Seams cause a lot of sensitivity
Seams are the bane of my existence. My husband thinks I’m crazy but when I’m wearing something with seams I can feel them digging into me and irritating my skin. They cause both rashes and pain and so I avoid them if at all possible. Thank goodness for the invention of seamless undergarments and clothing.
Bras have basically become evil torture devices so I almost never wear a bra when I’m home. However, I still feel like I need need to wear one outside my house. I used to go bra-less to pick up my kids from school, but after I had an experience where I unexpectedly had to get out of my car and go into the school office I changed my bra policy. Since then I have been on the hunt for a bra that doesn’t make me insane. My favorite discovery so far has been this bra.
It’s not perfect (there’s basically no support) but it meet’s society’s standards without me feeling like every minute is torture. For a little more support but slightly less comfort I like this bra. It is seamless and doesn’t have an underwire.
Pants are another clothing item that can sometimes have irritating seams. It’s taken me a while to find some, but there has been some recent development in seamless pants.
I wear a lot of leggings and yoga pants that are designed for people who want to look good while they work out, but happen to benefit me for my everyday wear. Seamless shirts are a little harder to find, but there are usually some with the athletic wear.
Sometimes loose is best
The downside to seamless clothing is that it is often tight, so depending on what pains me the most I might switch to something lose with seams that don’t constantly touch my skin. This is were Maxi dresses come in because they are loose fitting and very cool for those of us who live in hot climates. If you’re looking for straight up comfort you can get something like this, extremely loose but still acceptable to wear in public.
Comfort has always been a big priority for me (I once told my mother I wanted a flannel wedding dress because lace was too itchy), so generally I could care less what I look like when I leave the house. However, I’ve noticed that I feel more confident in myself when I occasionally dress up a little.
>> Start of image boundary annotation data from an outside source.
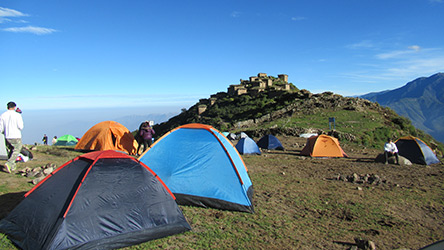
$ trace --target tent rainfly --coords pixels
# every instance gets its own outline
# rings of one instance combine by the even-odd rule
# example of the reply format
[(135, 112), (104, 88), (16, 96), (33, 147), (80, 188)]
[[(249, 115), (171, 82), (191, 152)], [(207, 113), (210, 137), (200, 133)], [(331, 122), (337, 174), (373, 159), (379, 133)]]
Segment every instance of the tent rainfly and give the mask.
[(65, 163), (0, 221), (22, 249), (115, 249), (190, 229), (162, 180), (113, 150)]
[(155, 171), (181, 205), (253, 212), (253, 184), (233, 144), (212, 126), (171, 130), (139, 160)]

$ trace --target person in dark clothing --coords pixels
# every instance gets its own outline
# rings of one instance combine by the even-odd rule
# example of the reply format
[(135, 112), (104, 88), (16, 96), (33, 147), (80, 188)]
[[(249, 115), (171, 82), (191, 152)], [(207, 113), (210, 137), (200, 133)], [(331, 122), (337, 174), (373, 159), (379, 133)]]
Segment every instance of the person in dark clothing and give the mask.
[(139, 126), (139, 131), (137, 132), (137, 142), (139, 143), (139, 146), (137, 147), (137, 153), (139, 153), (140, 148), (143, 144), (143, 151), (142, 154), (148, 149), (148, 147), (151, 146), (153, 142), (153, 135), (156, 132), (154, 132), (154, 129), (150, 126), (150, 123), (148, 121), (143, 122)]

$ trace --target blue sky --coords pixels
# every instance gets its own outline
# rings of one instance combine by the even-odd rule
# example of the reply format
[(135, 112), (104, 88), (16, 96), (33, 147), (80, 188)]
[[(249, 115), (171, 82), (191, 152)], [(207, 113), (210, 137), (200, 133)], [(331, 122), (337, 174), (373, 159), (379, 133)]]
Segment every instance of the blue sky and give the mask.
[(444, 72), (444, 0), (3, 0), (0, 104), (180, 107), (259, 72), (313, 93)]

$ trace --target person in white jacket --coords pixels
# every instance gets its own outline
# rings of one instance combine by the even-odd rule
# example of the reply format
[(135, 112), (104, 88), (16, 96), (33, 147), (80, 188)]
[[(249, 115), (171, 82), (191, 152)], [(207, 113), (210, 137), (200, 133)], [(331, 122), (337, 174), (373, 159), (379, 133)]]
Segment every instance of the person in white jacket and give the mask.
[(0, 132), (5, 135), (6, 144), (12, 151), (8, 161), (5, 163), (5, 170), (12, 173), (15, 170), (15, 160), (22, 150), (22, 130), (23, 118), (21, 111), (16, 110), (14, 102), (8, 102), (8, 110), (0, 116)]
[(396, 144), (393, 143), (391, 138), (388, 138), (384, 145), (385, 164), (387, 164), (388, 158), (392, 155), (395, 156), (396, 164), (399, 165), (398, 147), (396, 147)]

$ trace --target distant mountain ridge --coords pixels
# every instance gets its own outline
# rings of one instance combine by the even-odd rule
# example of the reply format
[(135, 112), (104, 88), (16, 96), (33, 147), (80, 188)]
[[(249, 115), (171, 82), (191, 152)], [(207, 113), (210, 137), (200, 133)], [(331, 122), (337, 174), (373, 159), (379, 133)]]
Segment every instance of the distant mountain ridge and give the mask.
[(444, 142), (444, 73), (420, 77), (405, 86), (361, 98), (389, 107), (412, 124)]

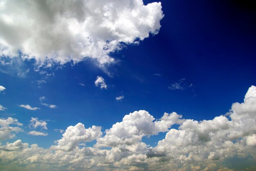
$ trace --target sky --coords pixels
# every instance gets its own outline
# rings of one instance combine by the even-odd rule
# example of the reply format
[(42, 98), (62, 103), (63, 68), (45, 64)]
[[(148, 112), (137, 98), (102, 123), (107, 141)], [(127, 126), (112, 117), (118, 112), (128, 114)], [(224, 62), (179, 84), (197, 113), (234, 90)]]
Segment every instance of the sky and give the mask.
[(0, 1), (0, 170), (256, 170), (256, 10)]

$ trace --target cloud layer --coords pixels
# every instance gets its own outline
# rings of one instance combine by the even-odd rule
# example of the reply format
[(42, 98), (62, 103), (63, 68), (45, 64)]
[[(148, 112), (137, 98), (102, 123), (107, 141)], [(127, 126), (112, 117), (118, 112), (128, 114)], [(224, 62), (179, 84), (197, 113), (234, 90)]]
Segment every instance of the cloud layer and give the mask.
[[(243, 102), (212, 120), (182, 119), (175, 112), (155, 120), (141, 110), (126, 115), (104, 134), (99, 127), (86, 129), (79, 123), (68, 127), (49, 149), (20, 140), (0, 146), (0, 164), (26, 170), (255, 170), (256, 107), (252, 86)], [(11, 124), (20, 124), (11, 118), (0, 120), (2, 127)], [(170, 129), (174, 124), (178, 129)], [(167, 133), (155, 147), (142, 142), (161, 132)], [(79, 147), (94, 140), (94, 147)]]
[(87, 57), (109, 63), (109, 53), (121, 49), (121, 42), (157, 34), (163, 16), (161, 2), (145, 5), (142, 0), (2, 0), (0, 56), (21, 52), (38, 62)]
If you want something a little more stylish, but still comfortable I love this dress. I wear it on occasions I’m not feeling anti-seam.
Clothing that sits on your waist may cause discomfort
Many people don’t like clothing that sits at their waist. In that case low-waisted pants may be a good option, or possibly drawstring pants. For several months after I had a c-section I had to wear scrubs because I couldn’t stand anything tight on my waist and there weren’t a lot of other options. These days I’ve found a different option in maternity pants because they are designed to fit below the waist. I have some pants that fold over like these ones and they are incredibly comfortable.
Other clothing suggestions from my readers:
Buy shirts a few sizes bigger than you need for a loser more comfortable fit
For some comfortable but affordable leggings a reader suggested Leggings Depot on Amazon.
A reader recommended Agnes and Dora clothing. I’ve never tried them but everything looks both cute and comfortable.
For comfortable bras a reader recommended Genie Bras which are seamless, but also provide support.
If you have to wear jeans one reader suggested Next.
What clothing options have worked for you?